Passivité jurassienne


Le canton du Jura privilégie ses relations avec les communautés lointaines de langue française et avec quelques pays de l’Est européen et d’Afrique. Cela ne justifie toutefois pas sa relative timidité dans ses rapports avec ses voisins immédiats suisses et francs-comtois.

Selon l’article 4 de sa constitution, «La République et Canton du Jura collabore avec les autres cantons de la Confédération suisse. Elle s’efforce d’assurer une coopération étroite avec ses voisins. Elle est ouverte au monde et coopère avec les peuples soucieux de solidarité.»

Il y a semble-t-il loin de la déclamation (avec la lettre m et pas la lettre r) aux actes. Je dis bien déclamation et non déclaration car le texte en question engage peut-être ses auteurs (ici les constituants) mais pas nécessairement les «acteurs» qui doivent aujourd’hui l’interpréter.

Un exemple? Vendredi 8 avril dernier se tenait à Yverdon-les-Bains la troisième édition de la plateforme de concertation de l’Arc jurassien suisse. Connaissez-vous un autre lieu que l’Arc jurassien où la collaboration avec les autres cantons de la Confédération, où la coopération étroite avec ses voisins, où l’ouverture au monde pourraient être le plus évidemment réalisables? Si la question est posée, c’est parce qu’à cette rencontre, aucun élu jurassien, ni cantonal (à l’exception du ministre Michel Probst, membre du comité exécutif), ni communal, n’a jugé utile de s’y rendre!

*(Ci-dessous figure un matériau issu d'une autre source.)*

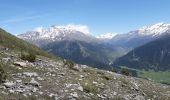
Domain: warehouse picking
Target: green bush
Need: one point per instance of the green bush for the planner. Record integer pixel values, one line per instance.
(89, 88)
(125, 71)
(2, 74)
(69, 63)
(29, 57)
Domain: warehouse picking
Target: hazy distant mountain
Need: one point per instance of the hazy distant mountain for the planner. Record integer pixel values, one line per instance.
(76, 43)
(153, 55)
(43, 36)
(139, 37)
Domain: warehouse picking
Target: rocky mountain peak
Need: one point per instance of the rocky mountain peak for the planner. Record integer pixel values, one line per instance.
(155, 30)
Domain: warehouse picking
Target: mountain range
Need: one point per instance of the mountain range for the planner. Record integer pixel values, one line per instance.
(84, 48)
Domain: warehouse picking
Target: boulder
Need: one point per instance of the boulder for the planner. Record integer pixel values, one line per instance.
(30, 74)
(33, 82)
(21, 64)
(9, 84)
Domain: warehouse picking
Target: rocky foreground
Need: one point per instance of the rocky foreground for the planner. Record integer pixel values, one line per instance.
(48, 79)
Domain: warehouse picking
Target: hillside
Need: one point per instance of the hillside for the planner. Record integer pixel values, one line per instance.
(51, 79)
(92, 54)
(48, 79)
(153, 55)
(9, 41)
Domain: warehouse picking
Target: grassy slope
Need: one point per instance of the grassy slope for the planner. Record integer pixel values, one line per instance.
(160, 76)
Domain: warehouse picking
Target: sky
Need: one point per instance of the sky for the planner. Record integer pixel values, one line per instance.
(100, 16)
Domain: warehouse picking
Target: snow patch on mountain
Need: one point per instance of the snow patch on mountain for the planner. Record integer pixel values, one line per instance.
(155, 30)
(107, 36)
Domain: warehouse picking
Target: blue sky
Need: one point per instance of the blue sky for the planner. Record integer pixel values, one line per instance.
(101, 16)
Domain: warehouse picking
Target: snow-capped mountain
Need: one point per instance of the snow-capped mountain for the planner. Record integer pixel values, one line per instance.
(155, 30)
(139, 37)
(58, 33)
(106, 36)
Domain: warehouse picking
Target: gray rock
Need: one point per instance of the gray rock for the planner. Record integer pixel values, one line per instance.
(30, 74)
(33, 82)
(74, 94)
(21, 64)
(9, 84)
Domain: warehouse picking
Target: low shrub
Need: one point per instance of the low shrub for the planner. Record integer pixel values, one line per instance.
(69, 63)
(29, 57)
(125, 71)
(3, 75)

En revanche, plusieurs députés et membres d’exécutifs communaux des trois autres cantons membres de l’association Arcjurassien.ch (Berne, Neuchâtel et Vaud) ont participé à ces assises. Même s’ils n’ont pas tous une Commission parlementaire chargée explicitement des affaires extérieures.

Il y avait néanmoins, c’est vrai, quelques Jurassiens: des membres de la fonction publique, tous du Département dirigé par Michel Probst, et quelques électrons libres, notamment associatifs, travaillant déjà au niveau inter-cantonal et intéressés par les sujets débattus.

À quoi doit-on attribuer ce manque d’intérêt des élus du Jura? À une forme de nombrilisme ? À la suffisance? À un manque de vision prospective? À une paresse intellectuelle? À un fatalisme qui leur ferait croire que tout projet commun dans l’Arc jurassien est voué à l’échec? À des préoccupations exclusivement centrées sur le local ? Il y a un peu de tout ça, à des degrés divers, dans l’absentéisme jurassien.

Et pourtant! Quelques jours après, on apprenait qu’Olivier Guéniat, chef de la police judiciaire neuchâteloise, était nommé chef de la police cantonale jurassienne (en remplacement d’Henri-Joseph Theubet, «démissionnaire»). Et qui plus est, Olivier Guéniat a reçu mandat d’étudier la possibilité d’une fusion à terme des polices de ces deux cantons. Un sujet éminemment politique.

Sur un autre front, les Jurassiens se disent très attachés aux collaborations impliquant le canton du Jura et le Jura bernois, souhaitant même explicitement la réunion de ces deux entités au sein d’un même canton. Nous utilisons ici la formule «se disent» et pas «sont très attachés» (encore cette distance entre le dire et le faire), car le doute est permis pour les raisons évoquées plus haut.

Il y a encore, bien sûr, la formation des enseignants au sein de la HEP BEJUNE et celle des ingénieurs à la HE ARC, dont les ministres cantonaux des départements concernés ont la charge. Un peu seuls? La question se pose en effet car on ne sent pas une grosse implication de la classe politique (notamment jurassienne) dans la gestion de ces institutions inter-cantonales. À décharge reconnaissons que le contrôle démocratique de ces «usines à gaz» n’est guère possible. Sauf peut-être lors du vote parlementaire des lignes budgétaires concernant ces lieux de formation. Et encore!

Or l’Arc jurassien a un urgent besoin d’une politique visionnaire autant que volontariste et d’une unité d’action pour assurer son avenir. La création d’un canton de l’Arc jurassien doit justement permettre de rendre visible autant qu’efficace le pouvoir politique de décision et de gouvernance, d’en assurer le contrôle par les élus du peuple et par les citoyens et de faciliter la mise en œuvre de projets communs d’investissement et de développement.